"The UK is likely to experience a snail's pace level of growth for a few years, with interest rates unlikely to rise anytime soon," he said. "In this sort of environment, high yield bonds are attractive to investors given the yield uplift they offer compared to government and corporate bonds."
The UK economy grew by just 0.2 per cent in the first quarter of 2011 according to the latest figures from the Office for National Statistics.
With slow growth, high inflation and pay freezes, companies that rely on the confidence of the UK consumer are likely to struggle.
However, Reed believes that high yield bonds can still deliver attractive yields.
"Many are issued by companies not reliant on strong domestic growth as they operate in fast-growing markets elsewhere in the world or they offer goods and services not dependent on consumer spending," he explained.

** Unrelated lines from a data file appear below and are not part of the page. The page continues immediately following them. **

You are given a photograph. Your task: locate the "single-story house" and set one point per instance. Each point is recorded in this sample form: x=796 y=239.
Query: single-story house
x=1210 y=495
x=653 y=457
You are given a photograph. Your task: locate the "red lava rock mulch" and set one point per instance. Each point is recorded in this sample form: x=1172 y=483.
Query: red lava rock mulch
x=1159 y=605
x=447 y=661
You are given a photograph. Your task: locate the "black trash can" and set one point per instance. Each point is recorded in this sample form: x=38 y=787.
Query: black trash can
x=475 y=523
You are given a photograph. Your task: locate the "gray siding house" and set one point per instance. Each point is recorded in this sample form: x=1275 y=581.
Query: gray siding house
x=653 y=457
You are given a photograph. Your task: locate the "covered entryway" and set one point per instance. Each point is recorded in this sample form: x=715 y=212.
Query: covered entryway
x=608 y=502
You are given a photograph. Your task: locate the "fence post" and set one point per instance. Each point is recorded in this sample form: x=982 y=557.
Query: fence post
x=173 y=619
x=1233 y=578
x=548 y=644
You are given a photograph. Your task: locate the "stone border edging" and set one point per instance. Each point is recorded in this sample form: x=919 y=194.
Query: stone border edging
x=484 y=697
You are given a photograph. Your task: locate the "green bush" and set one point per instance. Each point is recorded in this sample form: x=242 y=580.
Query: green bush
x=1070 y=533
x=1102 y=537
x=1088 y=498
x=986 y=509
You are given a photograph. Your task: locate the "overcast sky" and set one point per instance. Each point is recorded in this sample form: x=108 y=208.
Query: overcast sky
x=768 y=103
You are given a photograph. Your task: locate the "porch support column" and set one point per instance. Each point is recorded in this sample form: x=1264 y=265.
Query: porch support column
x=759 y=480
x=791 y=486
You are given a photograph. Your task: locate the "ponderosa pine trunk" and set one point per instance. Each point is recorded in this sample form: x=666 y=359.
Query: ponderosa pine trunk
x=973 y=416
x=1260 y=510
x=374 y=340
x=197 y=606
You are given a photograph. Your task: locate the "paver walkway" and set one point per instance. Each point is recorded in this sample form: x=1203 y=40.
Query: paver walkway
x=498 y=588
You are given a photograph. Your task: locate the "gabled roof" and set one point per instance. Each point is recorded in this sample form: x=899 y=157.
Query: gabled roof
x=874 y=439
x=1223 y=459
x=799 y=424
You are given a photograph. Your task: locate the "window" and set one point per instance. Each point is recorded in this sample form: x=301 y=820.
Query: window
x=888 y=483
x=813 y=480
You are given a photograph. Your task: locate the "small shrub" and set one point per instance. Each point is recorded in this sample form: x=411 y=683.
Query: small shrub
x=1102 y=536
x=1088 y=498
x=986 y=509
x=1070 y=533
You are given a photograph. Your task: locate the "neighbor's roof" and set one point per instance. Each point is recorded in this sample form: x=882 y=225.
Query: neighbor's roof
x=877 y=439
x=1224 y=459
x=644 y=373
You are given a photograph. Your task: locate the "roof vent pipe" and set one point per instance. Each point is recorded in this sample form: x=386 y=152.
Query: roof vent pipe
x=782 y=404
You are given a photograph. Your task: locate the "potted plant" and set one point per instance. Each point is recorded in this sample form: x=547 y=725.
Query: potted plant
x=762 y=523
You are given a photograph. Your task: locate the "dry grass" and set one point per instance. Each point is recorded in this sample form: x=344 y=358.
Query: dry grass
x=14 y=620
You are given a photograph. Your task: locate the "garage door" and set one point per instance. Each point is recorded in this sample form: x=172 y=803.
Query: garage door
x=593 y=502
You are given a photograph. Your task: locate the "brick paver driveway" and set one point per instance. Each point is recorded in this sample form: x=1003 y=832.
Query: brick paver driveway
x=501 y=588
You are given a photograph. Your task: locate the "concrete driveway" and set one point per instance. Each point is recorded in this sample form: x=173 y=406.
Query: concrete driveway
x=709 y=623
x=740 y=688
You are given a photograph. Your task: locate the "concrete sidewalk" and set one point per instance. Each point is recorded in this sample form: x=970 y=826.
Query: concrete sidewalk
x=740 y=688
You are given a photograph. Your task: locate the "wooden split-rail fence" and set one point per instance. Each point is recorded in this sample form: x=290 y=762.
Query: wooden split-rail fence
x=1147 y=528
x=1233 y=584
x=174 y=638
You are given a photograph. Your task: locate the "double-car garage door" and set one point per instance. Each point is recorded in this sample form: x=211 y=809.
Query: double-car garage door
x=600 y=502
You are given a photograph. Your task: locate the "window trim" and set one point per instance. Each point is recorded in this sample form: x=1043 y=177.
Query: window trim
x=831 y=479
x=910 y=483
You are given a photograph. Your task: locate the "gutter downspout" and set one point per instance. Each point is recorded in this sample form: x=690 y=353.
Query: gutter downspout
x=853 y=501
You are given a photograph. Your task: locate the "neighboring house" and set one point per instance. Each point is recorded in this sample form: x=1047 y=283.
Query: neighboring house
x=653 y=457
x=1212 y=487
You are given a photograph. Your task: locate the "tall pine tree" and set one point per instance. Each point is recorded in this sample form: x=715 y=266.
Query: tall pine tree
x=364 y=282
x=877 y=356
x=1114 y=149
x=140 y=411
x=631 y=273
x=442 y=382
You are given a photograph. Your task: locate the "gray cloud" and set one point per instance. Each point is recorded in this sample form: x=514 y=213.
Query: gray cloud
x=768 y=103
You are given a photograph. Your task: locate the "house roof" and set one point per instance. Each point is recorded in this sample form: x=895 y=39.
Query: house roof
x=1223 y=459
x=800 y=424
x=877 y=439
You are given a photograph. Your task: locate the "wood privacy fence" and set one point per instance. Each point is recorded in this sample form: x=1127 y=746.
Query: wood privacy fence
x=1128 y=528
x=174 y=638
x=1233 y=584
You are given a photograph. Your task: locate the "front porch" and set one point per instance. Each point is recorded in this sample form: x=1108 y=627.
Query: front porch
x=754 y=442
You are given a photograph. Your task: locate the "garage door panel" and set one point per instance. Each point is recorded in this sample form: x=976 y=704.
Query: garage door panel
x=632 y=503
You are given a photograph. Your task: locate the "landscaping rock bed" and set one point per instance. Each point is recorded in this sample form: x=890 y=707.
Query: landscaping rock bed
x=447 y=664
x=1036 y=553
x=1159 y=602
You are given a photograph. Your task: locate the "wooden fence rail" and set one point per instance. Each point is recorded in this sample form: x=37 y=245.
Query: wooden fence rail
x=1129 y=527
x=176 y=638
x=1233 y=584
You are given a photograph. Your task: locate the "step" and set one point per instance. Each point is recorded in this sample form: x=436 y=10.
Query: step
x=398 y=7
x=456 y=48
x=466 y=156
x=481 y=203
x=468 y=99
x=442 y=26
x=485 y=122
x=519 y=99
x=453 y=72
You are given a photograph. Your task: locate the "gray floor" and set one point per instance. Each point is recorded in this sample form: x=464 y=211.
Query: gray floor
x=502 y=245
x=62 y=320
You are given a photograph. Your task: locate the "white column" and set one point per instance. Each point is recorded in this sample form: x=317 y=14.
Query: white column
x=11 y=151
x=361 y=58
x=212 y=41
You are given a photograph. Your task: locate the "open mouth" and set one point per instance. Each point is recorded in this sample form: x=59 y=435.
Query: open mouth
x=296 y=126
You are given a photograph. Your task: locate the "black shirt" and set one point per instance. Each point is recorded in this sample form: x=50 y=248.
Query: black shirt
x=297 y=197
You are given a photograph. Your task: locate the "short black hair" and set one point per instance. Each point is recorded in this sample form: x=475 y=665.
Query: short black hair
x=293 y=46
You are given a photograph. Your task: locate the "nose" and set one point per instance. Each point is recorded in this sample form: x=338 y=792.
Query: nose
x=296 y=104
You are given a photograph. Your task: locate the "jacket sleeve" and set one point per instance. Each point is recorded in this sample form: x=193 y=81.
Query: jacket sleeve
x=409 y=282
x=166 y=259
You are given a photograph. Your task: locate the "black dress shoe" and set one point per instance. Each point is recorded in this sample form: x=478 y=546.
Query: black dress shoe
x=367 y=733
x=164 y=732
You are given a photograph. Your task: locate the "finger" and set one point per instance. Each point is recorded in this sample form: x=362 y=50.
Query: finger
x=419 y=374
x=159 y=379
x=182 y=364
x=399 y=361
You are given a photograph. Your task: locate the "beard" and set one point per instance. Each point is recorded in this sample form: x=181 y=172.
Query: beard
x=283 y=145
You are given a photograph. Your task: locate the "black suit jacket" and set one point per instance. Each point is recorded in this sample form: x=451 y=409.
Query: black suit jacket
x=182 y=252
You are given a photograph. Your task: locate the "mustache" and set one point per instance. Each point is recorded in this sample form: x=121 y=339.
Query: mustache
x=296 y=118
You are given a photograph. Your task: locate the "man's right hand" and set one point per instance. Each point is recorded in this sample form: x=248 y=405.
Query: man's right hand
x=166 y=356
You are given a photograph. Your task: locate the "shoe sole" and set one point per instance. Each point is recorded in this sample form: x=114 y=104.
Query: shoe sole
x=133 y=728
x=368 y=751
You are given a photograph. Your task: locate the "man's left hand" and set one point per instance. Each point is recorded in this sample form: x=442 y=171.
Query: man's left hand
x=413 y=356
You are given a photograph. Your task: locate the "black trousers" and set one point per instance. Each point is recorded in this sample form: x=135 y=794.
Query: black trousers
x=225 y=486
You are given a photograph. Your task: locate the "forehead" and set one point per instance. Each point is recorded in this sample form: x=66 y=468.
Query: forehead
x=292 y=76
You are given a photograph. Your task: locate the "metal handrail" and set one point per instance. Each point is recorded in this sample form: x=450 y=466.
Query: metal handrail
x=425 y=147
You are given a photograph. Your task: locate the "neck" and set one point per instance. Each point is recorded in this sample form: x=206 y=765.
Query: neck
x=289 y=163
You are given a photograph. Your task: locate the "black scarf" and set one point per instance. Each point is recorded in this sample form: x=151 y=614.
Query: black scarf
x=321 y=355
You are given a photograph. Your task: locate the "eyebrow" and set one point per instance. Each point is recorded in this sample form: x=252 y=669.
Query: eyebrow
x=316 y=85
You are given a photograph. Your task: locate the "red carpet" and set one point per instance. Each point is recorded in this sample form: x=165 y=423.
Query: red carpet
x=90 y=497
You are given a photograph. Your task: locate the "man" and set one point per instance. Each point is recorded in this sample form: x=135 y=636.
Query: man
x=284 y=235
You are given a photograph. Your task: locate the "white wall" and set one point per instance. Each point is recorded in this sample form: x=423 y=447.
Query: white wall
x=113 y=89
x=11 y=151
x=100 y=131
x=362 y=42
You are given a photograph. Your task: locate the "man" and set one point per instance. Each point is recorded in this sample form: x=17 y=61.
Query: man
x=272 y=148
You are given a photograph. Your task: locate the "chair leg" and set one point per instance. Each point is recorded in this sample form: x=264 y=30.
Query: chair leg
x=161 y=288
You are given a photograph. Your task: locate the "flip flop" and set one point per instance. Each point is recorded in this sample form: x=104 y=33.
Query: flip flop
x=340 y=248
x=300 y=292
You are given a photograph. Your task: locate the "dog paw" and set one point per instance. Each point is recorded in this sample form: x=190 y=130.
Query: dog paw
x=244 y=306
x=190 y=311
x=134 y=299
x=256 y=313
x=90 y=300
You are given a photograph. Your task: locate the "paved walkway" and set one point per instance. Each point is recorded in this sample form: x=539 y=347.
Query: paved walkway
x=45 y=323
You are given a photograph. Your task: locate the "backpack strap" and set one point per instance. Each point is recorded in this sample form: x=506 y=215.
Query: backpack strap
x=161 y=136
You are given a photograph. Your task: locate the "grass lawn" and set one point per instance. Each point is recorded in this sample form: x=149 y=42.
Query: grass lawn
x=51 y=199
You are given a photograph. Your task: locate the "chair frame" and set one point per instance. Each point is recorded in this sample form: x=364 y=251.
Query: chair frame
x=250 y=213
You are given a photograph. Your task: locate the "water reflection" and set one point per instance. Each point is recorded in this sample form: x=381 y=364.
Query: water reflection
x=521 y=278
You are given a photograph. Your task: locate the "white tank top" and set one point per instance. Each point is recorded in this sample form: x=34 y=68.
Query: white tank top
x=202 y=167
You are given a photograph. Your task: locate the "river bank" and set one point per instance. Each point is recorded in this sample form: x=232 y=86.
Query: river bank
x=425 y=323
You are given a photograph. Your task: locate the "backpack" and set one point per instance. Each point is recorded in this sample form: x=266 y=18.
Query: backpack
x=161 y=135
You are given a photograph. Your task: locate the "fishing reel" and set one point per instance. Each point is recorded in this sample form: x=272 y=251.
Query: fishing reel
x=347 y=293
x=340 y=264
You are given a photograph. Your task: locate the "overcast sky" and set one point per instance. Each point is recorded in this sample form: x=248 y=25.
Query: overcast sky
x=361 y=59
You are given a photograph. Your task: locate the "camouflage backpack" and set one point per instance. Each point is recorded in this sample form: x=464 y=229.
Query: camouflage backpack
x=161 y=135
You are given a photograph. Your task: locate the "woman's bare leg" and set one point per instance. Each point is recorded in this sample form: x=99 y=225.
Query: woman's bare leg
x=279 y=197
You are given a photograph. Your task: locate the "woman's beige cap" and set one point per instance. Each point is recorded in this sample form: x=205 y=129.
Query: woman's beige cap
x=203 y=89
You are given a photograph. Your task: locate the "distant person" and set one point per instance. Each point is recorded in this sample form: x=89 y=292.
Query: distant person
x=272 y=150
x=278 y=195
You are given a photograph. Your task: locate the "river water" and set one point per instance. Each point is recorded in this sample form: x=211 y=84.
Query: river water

According to data from FE Analytics, Aberdeen High Yield Bond has lost investors 2.8 per cent since it was launched in March. This is compared with a loss of 0.6 per cent from the sector average over the period.
Performance of fund vs sector since launch

Source: FE Analytics
Reed has highlighted some examples of fast-growing companies that are positioned to benefit from the challenging economic environment.
"One bond we like is issued by Edcon, which is the leading clothing, footwear and textiles retailing group in southern Africa."
"The company has grown from opening its first store in 1929, to 10 retail brands trading in more than 1,000 stores in South Africa, Botswana, Namibia, Swaziland and Lesotho. It currently offers a yield of around 10 per cent and is scheduled to be repaid in 2015."
"Another bond we hold is issued by Boparan, which is the leading supplier of poultry to Tesco and recently bought Northern Foods, makers of Fox’s biscuits and San Marco pizzas among other things. The business should continue to benefit from food-price inflation and the bonds yield over 10 per cent."